I have interviewed women and girls in Africa: brutally raped
women in post-war Liberia– and school girls who escaped The Lord’s Liberation
Army in northern Uganda, haunted by the people they’d killed, to simply stay
alive.  In Madagascar it is the
sexual exploitation of small children that concerns me. The problem of
foreigners flying in to have sex with impoverished children six and younger is
so prevalent, that the airlines hand out flyers warning that “Children are not
the souvenirs of tourists!"

But as committed as I am to working in the developing
world, I have a couple of thoughts about hearts breaking right here at home. We
have our own invisibles: they are mostly women of color, particularly black
women with staggering infant mortality and maternal mortality rates, lack of
insurance, heightened death from breast cancer, heart disease and diabetes. Illness
and early death– and permanent residence in the bottom rung of our so-called
economic ladder– make for an endangered group right here in our midst.

It is a group we need to keep in mind, because you won’t
see us very much in the media—home bred women of color don’t have the exotic appeal
of grand international rescue missions. But there are many of us who believe
that black women in America are now in full blown crisis, and require a
concerted effort of activists, philanthropists, big thinkers. Black women’s
voices are largely missing from our debate about health care, even as the
disparities in their care are the starkest.

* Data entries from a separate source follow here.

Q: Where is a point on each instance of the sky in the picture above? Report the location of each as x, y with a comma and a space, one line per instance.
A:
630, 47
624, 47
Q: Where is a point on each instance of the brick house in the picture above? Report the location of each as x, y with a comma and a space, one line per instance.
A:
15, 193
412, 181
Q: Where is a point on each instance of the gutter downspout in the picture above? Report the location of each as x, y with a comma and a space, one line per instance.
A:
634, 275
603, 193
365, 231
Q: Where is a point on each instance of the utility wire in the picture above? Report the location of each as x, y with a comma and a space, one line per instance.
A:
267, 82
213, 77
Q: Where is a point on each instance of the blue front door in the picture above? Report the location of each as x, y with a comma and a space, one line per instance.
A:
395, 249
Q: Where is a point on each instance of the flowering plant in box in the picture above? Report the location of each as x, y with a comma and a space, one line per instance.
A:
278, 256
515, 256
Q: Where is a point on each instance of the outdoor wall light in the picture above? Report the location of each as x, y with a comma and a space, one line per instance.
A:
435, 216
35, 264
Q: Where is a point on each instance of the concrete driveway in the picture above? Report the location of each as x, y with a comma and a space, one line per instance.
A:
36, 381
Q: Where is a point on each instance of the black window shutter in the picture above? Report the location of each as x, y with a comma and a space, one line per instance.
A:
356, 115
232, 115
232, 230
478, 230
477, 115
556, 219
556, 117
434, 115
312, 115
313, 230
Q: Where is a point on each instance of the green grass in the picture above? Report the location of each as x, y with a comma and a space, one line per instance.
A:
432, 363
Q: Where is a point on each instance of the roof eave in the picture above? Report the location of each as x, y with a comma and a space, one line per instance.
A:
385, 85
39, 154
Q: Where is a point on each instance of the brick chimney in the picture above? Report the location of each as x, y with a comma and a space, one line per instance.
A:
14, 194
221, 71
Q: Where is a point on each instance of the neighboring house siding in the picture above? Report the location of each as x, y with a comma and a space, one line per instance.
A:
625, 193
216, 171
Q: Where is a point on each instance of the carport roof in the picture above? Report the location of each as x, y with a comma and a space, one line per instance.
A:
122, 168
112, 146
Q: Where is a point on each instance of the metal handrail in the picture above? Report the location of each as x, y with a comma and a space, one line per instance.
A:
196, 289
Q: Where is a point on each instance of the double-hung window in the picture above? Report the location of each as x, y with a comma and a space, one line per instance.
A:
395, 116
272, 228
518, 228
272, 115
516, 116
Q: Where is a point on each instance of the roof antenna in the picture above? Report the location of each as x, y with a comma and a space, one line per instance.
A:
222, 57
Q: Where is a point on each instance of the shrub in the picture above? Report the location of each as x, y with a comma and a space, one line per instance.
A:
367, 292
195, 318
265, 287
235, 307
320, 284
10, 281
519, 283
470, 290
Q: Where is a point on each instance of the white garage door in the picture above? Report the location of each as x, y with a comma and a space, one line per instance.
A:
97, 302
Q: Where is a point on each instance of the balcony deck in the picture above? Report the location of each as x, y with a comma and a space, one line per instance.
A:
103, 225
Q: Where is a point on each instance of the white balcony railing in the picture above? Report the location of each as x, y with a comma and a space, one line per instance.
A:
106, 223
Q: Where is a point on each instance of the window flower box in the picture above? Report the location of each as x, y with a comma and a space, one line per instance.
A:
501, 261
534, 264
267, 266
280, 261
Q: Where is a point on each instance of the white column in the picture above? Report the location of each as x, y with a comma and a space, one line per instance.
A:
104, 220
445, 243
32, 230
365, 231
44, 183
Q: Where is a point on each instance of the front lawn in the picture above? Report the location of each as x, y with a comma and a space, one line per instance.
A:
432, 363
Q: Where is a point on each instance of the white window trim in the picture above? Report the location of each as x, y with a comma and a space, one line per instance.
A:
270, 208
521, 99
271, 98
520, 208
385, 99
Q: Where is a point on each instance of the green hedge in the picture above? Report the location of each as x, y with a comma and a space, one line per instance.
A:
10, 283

And so we come to the crucial piece in all of this: media.
Many take this essential brick of our democracy for granted—or see it primarily
as a dispassionate information tool for the privileged. Around the world, and
right here at home, we need to think of 
media as essential as a blood transfusion: life giving and life saving.
It’s why we work so hard at The Women’s Media Center to make sure women get to
tell the stories.

Last January, in Monrovia, Liberia, I visited the fistula
repair unit at John F. Kennedy Hospital. Here I met very young women who
through rape or unattended childbirth had been essentially torn apart, then
ostracized by their families. These patients cried and sang laments of
abandonment—but the surgery, and rehabilitation afterwards, would restore them.
Almost every woman on this brink of recovery had heard about the surgery on the
UN radio station, in her own dialect. Media as transfusion.

As we consider the rich global view Nick Kristoff and
Sheryl Wudunn have given us—let’s see what examples are in their work to
restore the lives of the women of color here in our own country.